The hawker scrambled to his feet of course, abandoning the stolen sheafs of cloth that were laid out on the cart behind him. Such men didn't back down from obvious challenges, gol or no gol. "Got a problem, gol?"
"Let it go, Tanner," Hoodwink said.
"These people need to learn manners," Tanner said. "And I mean to start teaching them."
Hoodwink watched Tanner reach for his sword belt, except it wasn't there.

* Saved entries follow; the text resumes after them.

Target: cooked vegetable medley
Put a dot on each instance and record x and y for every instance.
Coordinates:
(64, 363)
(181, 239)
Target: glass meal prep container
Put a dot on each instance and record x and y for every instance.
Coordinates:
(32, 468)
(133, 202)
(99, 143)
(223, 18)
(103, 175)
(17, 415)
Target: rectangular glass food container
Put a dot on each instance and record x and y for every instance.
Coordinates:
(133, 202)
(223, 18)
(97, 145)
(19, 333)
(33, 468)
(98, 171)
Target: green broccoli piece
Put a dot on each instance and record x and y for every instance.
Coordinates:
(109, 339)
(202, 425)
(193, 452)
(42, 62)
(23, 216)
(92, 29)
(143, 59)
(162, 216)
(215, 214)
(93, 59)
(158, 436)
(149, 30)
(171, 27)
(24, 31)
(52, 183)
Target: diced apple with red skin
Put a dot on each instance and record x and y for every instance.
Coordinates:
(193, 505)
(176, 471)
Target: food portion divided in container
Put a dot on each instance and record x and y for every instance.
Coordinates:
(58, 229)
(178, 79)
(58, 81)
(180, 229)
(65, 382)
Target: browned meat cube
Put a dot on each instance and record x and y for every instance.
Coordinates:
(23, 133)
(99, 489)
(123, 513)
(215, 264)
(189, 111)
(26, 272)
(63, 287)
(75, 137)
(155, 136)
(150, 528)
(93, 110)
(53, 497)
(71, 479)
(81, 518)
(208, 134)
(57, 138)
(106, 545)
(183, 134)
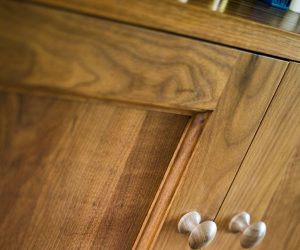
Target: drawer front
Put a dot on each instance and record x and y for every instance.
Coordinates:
(84, 56)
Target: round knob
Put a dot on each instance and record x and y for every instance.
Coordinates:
(200, 234)
(253, 234)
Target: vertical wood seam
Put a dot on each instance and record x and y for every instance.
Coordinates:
(260, 123)
(170, 183)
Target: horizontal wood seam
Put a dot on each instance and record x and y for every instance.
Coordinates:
(80, 97)
(169, 32)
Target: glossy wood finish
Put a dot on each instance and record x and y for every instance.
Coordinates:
(44, 49)
(198, 20)
(79, 175)
(174, 173)
(267, 185)
(222, 145)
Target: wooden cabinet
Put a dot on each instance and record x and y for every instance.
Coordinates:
(110, 132)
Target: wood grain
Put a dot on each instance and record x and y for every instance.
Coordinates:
(268, 183)
(198, 21)
(59, 51)
(174, 173)
(222, 145)
(79, 175)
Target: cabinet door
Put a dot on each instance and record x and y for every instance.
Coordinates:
(267, 185)
(79, 174)
(219, 152)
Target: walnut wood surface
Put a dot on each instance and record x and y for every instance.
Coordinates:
(79, 175)
(200, 21)
(174, 173)
(43, 48)
(268, 183)
(222, 145)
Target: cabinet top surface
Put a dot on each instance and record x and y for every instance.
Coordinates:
(253, 10)
(251, 25)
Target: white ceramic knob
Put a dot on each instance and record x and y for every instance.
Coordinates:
(201, 234)
(252, 234)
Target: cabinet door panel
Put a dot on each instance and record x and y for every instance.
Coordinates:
(268, 183)
(79, 174)
(222, 146)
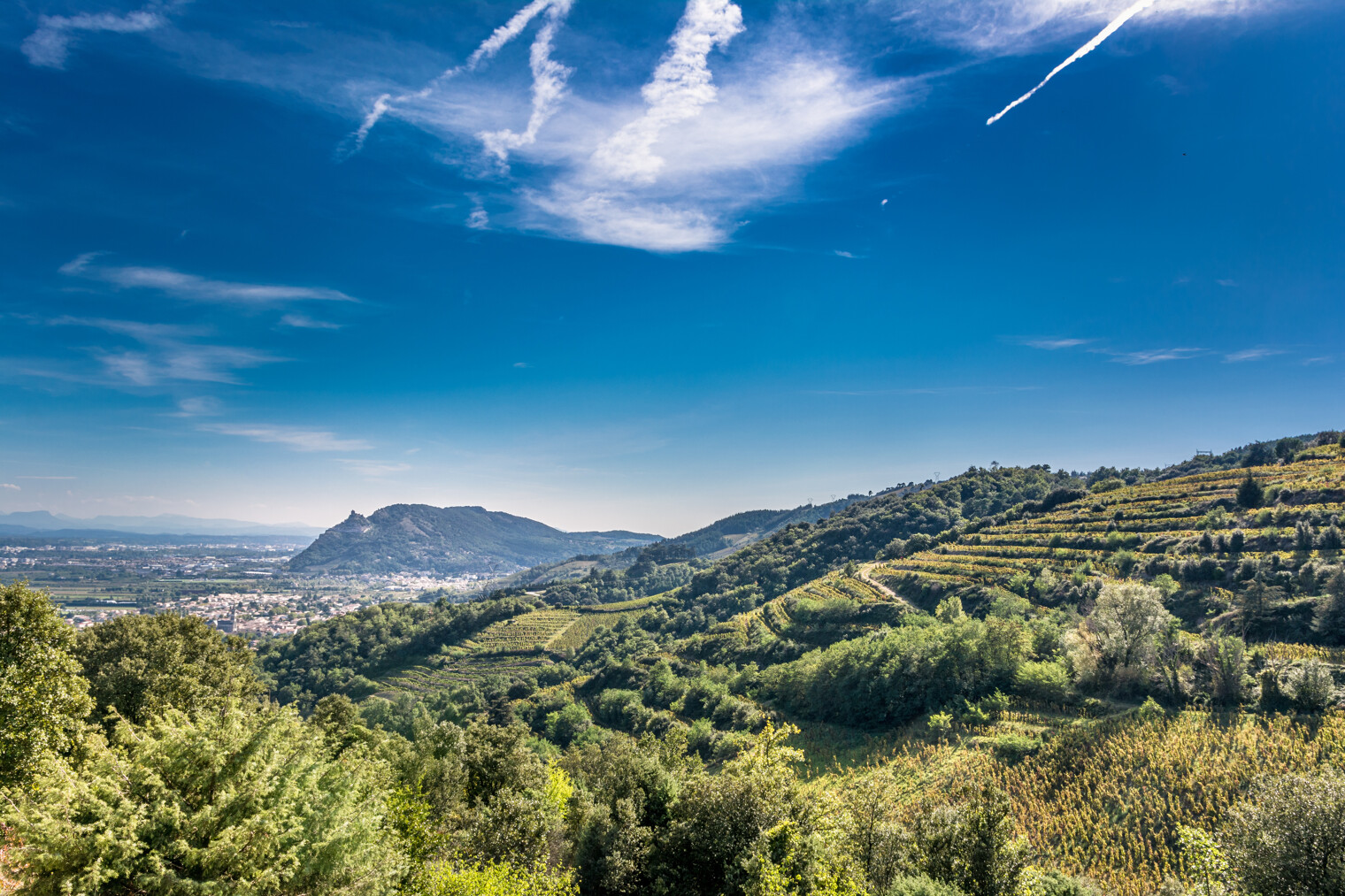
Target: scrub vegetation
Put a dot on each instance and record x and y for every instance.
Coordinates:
(1013, 682)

Tanner and Hoodwink had elected not to bring weapons so as not to offend the Denizens. A gol with a sword in the Black Den? That'd draw trouble like a sneak to a purse.
"I said, got a problem, gol?" The wiry man advanced until he stood nose-to-nose with Tanner. "Come to arrest me, have ya?"
"Tanner..." Hoodwink said.
Tanner finally backed down, to Hoodwink's relief.
Hoodwink glanced over his shoulder as he led Tanner away. The wiry man was wearing a smug look, and he made a rude finger gesture. If Hoodwink and Tanner got this sort of treatment here, he wondered how they'd be treated in the actual Den.
Not that he was all that worried.
"I don't know what got into me," Tanner said suddenly. "I apologize, Hood. You know I'm never like that. I guess... I guess I'm still in a black mood, after what happened to Ari. Her death is eating away at me, and—"
Hoodwink smiled wanly. "A different subject, if you would?"
"Sorry Hood." Tanner walked on in silence.
The Den lay just ahead. Hoodwink recognized the wall of mortared stone, which was around three times the height of a man. Sellblades and bowmen patrolled the upper walkways, men who were visible only when they passed between the merlons topping the wall. Sometimes the Black Faction hung the severed heads of individuals from competing factions upon those merlons. Hoodwink could still see a few blood stains under the crenelations. You couldn't clean something like that.
The Denizens kept the drifts shoveled well away from the wall, the snow piled into ramparts that ran four paces in front of it. Took dedication, maintaining that.
As for the wall itsel
f, its surface had been ground down so that few fingerholds remained. If a human or gol did manage to scale that wall—via ropes and grappling hooks and whatnot—by the time they made it halfway they'd find themselves chock-full of arrows, more porcupines than men.
A mini-Forever Gate, Hoodwink thought.
Still, determined attackers could find a way through. Gol sappers could setup shop inside one of the many nearby houses and start undermining the wall. And while the Forever Gate was untouchable as far as bombs went, a well-placed bomb would work wonders here. And there were other ways for gols to get inside. What about the gol dogs, cats, and ravens of the world? Ravens. He glanced up. Sure enough, a murder of the black crows toured the sky.
An archway interrupted the smoothness of that wall, and offered the only entrance into the Den. Sealed by a portcullis, Hoodwink recalled that the gate was only opened at set times during the day. He couldn't remember the precise times, but even so he wasn't about to sit around and wait.
He was Hoodwink, after all. And he had a name to live up to.
He crossed the embankment of snow and strode right up to the gate.
The thick bars were closely set, with enough room for a small cat to squeeze through. Even with his gol strength, he knew he wouldn't be able to bend those bars.
"Come on then!" Hoodwink shouted inside. "Who's running this gong show?"
A sentry emerged from a gatehouse beyond the portcullis, and he strolled up to the gate. A leathery patchwork of a man with a bent nose and cragged scars crisscrossing his face, he'd seen his share of action. Street brawlers were the favorite inductees for the Den guard. He held a pike in one hand, and the way he moved suggested he knew how to use it.
The sentry glanced at Hoodwink and Tanner, and he was about to turn away. But then he did a double-take.
"Gols!" The sentry brought the pike to bear, aiming at Hoodwink.
Pikemen congregated behind the gate right quick. Bowmen rushed to the crenels above and knocked their arrows. Hard men, all of them.